The concerns are particularly acute for intake centers, which are single adults’ entry point into the city’s homeless services system. The centers are larger than other shelters and have a reputation among homeless people for violence and other criminal activity.

“It’s a really important shift in how the administration has been handling homeless policy — particularly for folks who are on the street,” said Giselle Routhier, policy director for the Coalition for the Homeless. “Up until now every announcement has been about expanding outreach, expanding surveillance… but not adding the resources that people need, which is housing.”

Pushback on Policing

In June, the administration announced a pilot program that would offer homeless people who break MTA subway rules an opportunity to avoid a summons if they agree to engage with social service workers who help them get shelter. The program expanded citywide in August.

An outreach worker listens to Mayor Bill de Blasio’s homeless plan, at Judson Memorial Church, Dec. 17, 2019.

Ben Fractenberg/THE CITY

That same month, the city also launched a Joint Crisis Coordination Center in Brooklyn where NYPD and Department of Social Services personnel monitor subway system cameras for homeless individuals in real time.

Both moves prompted complaints from advocates, who question the city’s reliance on the NYPD to deal with the homeless.

Last month, de Blasio announced that 18,000 city workers are being trained to report the location of homeless people they encounter to 311 to trigger outreach.

On Tuesday, the mayor presented the new plan as the natural evolution of his administration’s efforts. De Blasio said the city has gotten more than 2,450 homeless people off the street since April 2016, when he launched his administration’s first comprehensive data-driven outreach effort.

That number counts anyone who has remained in a placement for at least four weeks, and who isn’t later encountered by outreach teams.

De Blasio’s new plan also offers rental assistance vouchers to the chronically homeless, and expands medical outreach to the streets in all five boroughs. The medical services had been previously offered in Manhattan and parts of Brooklyn and Queens.

Slow Progress

Josh Dean, director of the advocacy group Human.nyc, called de Blasio’s announcement “great, great news” — depending on the ease with which homeless people are placed into permanent housing.

“We’re going to push hard to make sure they… get folks off the streets and into housing without forcing them to jump through hoops to prove they are ‘housing ready,’” said Dean.

But he also expressed concern about the city’s ability to create 2,000 new beds quickly, judging from past struggles.

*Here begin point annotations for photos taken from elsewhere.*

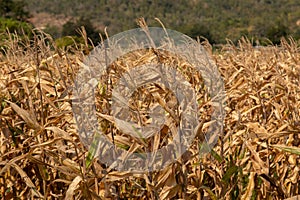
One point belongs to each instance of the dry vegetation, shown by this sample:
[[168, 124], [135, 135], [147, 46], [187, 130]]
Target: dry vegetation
[[257, 157]]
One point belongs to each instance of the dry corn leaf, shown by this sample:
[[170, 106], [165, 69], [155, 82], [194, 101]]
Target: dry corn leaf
[[73, 187], [29, 119]]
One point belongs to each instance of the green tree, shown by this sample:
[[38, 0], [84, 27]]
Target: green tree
[[71, 28]]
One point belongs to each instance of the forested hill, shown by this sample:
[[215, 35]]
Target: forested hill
[[213, 19]]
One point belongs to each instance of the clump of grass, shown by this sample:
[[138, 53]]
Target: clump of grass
[[41, 155]]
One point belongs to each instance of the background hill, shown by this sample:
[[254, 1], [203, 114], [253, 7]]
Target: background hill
[[214, 19]]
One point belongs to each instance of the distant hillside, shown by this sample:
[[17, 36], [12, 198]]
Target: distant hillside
[[213, 19]]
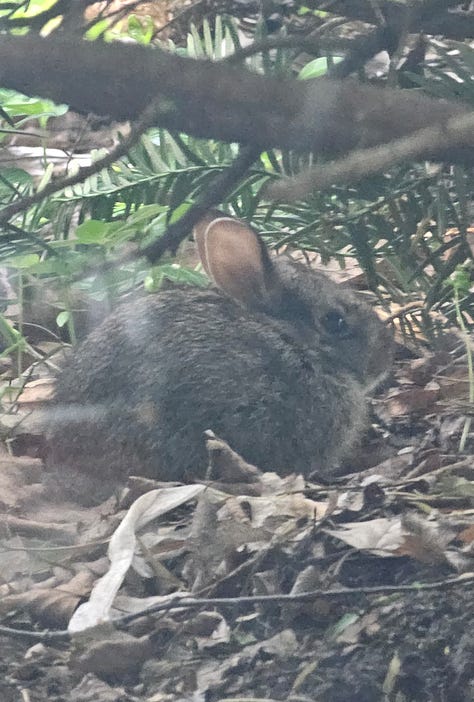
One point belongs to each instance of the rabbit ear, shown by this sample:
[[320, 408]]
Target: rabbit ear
[[236, 259]]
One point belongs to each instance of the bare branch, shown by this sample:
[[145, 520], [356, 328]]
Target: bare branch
[[455, 134], [213, 100]]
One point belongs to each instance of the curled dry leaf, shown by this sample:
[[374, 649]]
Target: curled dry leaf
[[122, 548]]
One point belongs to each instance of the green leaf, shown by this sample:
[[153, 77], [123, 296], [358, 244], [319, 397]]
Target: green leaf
[[317, 67], [63, 318], [92, 232]]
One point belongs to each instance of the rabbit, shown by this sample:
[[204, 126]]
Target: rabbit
[[276, 359]]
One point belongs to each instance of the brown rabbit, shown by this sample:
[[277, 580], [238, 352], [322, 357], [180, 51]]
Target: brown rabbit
[[277, 360]]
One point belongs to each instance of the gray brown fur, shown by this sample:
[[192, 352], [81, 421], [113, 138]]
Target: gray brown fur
[[274, 377]]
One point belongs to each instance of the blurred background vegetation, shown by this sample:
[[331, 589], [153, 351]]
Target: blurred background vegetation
[[408, 230]]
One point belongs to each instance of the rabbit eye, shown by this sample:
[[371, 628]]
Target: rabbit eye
[[336, 325]]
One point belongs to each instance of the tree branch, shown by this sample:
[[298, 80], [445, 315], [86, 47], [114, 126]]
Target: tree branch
[[213, 100]]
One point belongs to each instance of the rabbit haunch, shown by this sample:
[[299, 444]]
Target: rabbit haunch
[[276, 360]]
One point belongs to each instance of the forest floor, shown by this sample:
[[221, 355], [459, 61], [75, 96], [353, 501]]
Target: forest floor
[[385, 555]]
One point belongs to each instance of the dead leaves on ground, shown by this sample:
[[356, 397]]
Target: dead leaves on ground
[[244, 533]]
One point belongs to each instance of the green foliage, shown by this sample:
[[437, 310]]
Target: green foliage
[[394, 225]]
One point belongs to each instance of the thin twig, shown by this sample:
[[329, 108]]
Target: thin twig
[[197, 603]]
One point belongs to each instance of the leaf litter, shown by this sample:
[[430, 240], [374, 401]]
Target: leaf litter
[[150, 590]]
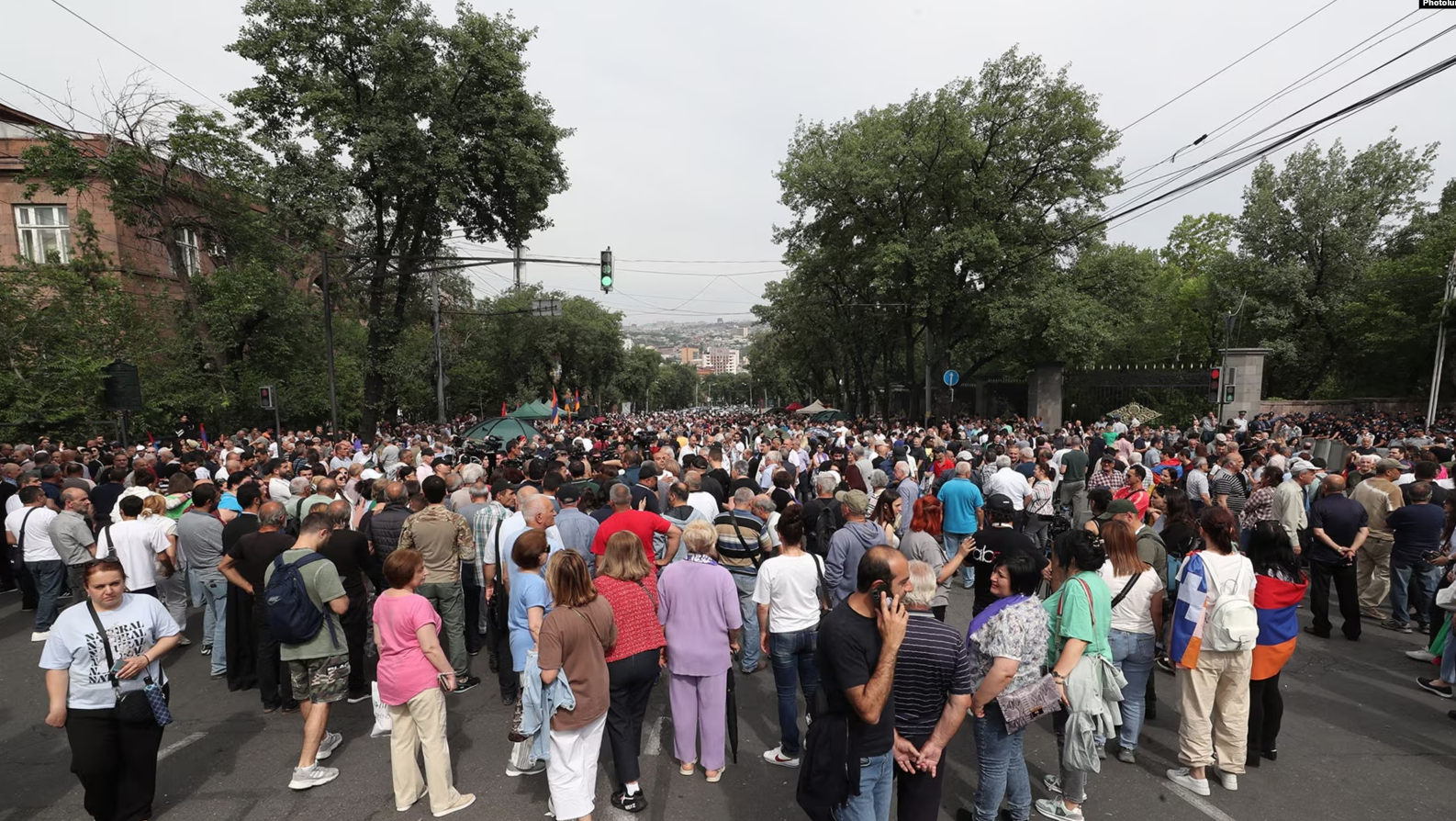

In September 2015, de Blasio announced the city would create 500 safe haven beds at religious institutions — including 150 at the Archdiocese of New York.

More than a year later, that effort had yielded just 72 beds — a slow pace that administration officials attributed to building code issues inside structures that weren’t designed to house people. They eventually got to 500 beds by working with nonreligious groups.

Asked about those challenges given the new collaboration with religious groups, de Blasio said, “I feel confident that we can continue to resolve those issues and continue to get more safe havens.”

In August, THE CITY reported that halfway through the administration’s plan to create 90 shelters over five years, only 25 had been completed. On Tuesday, de Blasio said that number was up to 30, while insisting the effort was on track.

Archbishop Timothy Dolan speaks about a plan to address longterm homelessness, at Judson Memorial Church.

Ben Fractenberg/THE CITY

The mayor’s parallel commitment to create 15,000 units of supportive housing over 15 years — largely for people who have been homeless and are dealing with mental health or addiction challenges — also has been relatively slow out of the gate.

Through September, nearly four years into the program, fewer than 1,300 people had been placed into new supportive housing units, according to city data.

As for the latest effort, officials say the work is already underway, with 350 safe haven beds set to come online as early as next year.